Haiku of hope and celebration.

The sabbath had passed,
here they come with tearful eyes
to tend his body.

Three of the women,
bring their spices to the tomb
along with their love.

The sun had risen,
the darkness was at its end:
lots of metaphors.

Of the entrance stone
they questioned each other: Who
will roll it away?

The tomb was open,
the stone already rolled back!
Nothing to stop them!

Entering the tomb
there is nothing to be seen;
at least no body.

A man, dressed in white
with his most puzzling words;
Do not be alarmed!

Jesus?
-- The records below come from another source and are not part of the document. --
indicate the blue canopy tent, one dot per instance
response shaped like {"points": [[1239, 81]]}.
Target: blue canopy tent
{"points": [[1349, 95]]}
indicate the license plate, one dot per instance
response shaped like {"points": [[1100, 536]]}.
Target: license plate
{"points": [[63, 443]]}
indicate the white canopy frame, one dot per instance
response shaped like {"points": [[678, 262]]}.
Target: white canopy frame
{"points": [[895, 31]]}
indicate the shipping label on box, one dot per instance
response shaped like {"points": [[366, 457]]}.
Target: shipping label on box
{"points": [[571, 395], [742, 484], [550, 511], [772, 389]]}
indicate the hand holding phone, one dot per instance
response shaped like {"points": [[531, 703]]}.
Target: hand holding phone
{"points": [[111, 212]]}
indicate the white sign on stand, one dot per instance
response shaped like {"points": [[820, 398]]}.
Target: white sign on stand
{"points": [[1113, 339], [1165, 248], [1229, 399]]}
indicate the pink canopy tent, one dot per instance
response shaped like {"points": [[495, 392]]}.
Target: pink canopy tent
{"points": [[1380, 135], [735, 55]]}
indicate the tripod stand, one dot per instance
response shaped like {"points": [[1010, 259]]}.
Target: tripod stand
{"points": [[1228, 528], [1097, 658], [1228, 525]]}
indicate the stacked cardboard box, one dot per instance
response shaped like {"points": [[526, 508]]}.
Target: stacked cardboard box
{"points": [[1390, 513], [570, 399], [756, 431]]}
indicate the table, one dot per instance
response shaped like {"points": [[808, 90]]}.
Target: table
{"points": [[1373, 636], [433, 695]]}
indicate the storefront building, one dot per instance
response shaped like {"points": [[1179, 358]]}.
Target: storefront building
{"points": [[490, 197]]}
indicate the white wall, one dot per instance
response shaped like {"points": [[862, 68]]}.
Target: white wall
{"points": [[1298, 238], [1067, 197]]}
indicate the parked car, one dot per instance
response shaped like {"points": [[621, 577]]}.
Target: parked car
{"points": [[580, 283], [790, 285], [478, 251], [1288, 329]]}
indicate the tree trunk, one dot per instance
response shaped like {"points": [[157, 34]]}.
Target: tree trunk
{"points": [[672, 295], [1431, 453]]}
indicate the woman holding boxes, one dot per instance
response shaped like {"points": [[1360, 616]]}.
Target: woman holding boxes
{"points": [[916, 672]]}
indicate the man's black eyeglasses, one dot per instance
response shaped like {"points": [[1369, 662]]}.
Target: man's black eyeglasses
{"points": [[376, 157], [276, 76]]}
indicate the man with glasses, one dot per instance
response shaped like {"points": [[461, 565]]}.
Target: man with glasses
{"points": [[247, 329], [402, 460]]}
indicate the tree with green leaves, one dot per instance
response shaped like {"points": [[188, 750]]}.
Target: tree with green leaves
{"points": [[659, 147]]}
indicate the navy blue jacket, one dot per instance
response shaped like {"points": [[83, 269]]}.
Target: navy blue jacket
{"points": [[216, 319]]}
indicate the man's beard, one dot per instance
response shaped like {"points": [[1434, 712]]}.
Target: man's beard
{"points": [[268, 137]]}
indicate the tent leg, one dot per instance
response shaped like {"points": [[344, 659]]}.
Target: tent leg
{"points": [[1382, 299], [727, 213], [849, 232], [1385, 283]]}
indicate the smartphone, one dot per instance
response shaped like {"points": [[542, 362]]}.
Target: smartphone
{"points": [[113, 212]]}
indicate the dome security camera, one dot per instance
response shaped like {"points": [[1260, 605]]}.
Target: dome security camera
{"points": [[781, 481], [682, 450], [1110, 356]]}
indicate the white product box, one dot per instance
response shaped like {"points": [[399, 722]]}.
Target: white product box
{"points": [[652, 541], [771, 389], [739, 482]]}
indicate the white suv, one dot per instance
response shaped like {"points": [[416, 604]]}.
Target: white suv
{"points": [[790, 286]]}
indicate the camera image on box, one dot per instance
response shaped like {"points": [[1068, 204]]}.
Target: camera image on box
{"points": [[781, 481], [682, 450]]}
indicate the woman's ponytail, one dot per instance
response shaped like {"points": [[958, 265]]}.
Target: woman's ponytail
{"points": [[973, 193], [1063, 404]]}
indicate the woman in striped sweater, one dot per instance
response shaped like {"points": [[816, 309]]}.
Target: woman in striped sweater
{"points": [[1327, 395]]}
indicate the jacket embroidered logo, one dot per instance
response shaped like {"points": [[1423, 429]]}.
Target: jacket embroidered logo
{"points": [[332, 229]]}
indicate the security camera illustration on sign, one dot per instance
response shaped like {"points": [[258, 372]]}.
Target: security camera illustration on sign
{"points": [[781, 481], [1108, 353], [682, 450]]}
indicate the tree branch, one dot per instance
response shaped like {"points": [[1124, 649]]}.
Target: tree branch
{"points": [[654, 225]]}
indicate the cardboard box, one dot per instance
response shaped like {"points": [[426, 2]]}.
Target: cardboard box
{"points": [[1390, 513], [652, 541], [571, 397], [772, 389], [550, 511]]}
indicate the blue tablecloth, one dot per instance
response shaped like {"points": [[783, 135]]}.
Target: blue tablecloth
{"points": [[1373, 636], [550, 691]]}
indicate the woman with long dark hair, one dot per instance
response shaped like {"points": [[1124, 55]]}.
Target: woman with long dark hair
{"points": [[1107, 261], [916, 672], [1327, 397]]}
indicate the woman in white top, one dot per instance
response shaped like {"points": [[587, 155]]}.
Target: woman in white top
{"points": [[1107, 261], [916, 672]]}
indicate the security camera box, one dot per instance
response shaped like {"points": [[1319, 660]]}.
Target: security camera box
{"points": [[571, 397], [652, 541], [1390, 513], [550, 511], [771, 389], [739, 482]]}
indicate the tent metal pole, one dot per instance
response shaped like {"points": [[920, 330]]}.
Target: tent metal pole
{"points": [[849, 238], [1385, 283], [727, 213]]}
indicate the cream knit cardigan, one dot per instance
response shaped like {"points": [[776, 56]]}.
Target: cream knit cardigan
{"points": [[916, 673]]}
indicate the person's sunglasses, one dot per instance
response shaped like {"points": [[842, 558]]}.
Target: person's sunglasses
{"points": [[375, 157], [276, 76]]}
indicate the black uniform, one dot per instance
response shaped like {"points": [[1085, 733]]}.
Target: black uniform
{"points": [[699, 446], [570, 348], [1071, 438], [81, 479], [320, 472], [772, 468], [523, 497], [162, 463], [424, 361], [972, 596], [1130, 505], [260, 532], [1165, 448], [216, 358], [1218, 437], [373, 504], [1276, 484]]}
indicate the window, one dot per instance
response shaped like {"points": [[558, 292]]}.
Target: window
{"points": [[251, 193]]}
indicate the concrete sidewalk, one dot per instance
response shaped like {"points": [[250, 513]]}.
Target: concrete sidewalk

He’s not here.
There is the place they laid him;
he’s been raised to life.

Go inform his friends!
The women flee in terror
and keep their mouths shut.

 

© Ken Rookes

He came, touched by God.

Haiku for those who dare to hope

He came, touched by God,
sharing human pain and death;
brushing us with love.

The aching sadness.
He’s gone, along with our hopes.
Can life endure death?

The promise of life,
our hearts strong with excitement,
crashing to the earth.

We weep for ourselves
as we shed our tears for him;
lifeless in the tomb.

Is anything left
from the storehouse of his life?
Was it for nothing?

A few words remain
from his wisdom and stories;
let us remember.

Surely not the end!
Darkness, hatred and fear
must never prevail.

Dawn’s radiant light
confronts insistent darkness;
will it overcome?

We have heard rumours,
we want to believe they’re true,
that somehow he lives.

Go on, look within
for the resurrection glow;
incandescent love.

 

© Ken Rookes 2017

Proof

The previously-dead Jesus meets with Thomas
and invites his sceptical friend
to extend his hand,
to touch his master’s injured hands and side.
This, according to gospel-writer John,
is the incontrovertible proof
that his Lord lives.

We find it less convincing.
Nor do the various reported signs work for us
in quite the same way that they did for the evangelist.
two thousand years ago.
What evidence, then,
might persuade you and I that our master is alive?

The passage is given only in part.